Stare decisis principles (to stand by things decided) weigh heavily in favor of adhering to Chevron, said the brief. The doctrine for 40 years has been a “cornerstone” of administrative law reflected in thousands of judicial decisions, it said. Chevron also “has provided a stable background rule against which Congress has legislated,” it said.

Congress could alter or eliminate the Chevron “framework” at any time but has declined to do so, said the brief. Chevron therefore is entitled to the “particularly strong form” of stare decisis that SCOTUS affords to decisions that Congress could override by legislation, it said. Chevron is “workable” and remains “vitally important,” it said.

Overruling it would upset the reliance interests of regulated parties and the public “in the many agency rules and orders that have been upheld under Chevron,” said the brief. The petitioners contend that different judges have different thresholds for finding ambiguity, it said. But “reasonable jurists may disagree” under any interpretive framework, it said. Replacing Chevron with a regime of de novo review “would draw federal courts into resolving policy questions and exacerbate the potential for inconsistent results,” it said.

The doctrine “respects the separation of powers and due-process principles,” said the brief. When an Article III court applies Chevron to uphold an agency’s interpretation of a statute, the court “is exercising the judicial power while also respecting Congress’s Article I decision to vest authority in the agency to resolve an ambiguity or fill a gap within reasonable bounds,” it said.

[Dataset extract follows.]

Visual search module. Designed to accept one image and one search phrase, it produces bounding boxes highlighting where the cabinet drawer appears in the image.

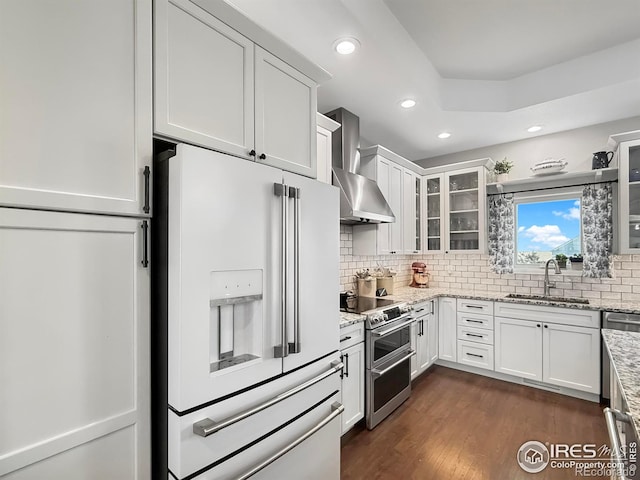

If SCOTUS decides to revisit Chevron, it should remand for the court of appeals to apply whatever “new approach” to the doctrine that SCOTUS adopts, said the brief. But “given the force” of stare decisis and Chevron’s importance to all three branches of government, the appeals court’s judgment in the government’s favor should be affirmed, it said. The petitioners’ “fallback arguments” for reversal “are outside the scope of the question presented and lack merit,” it said.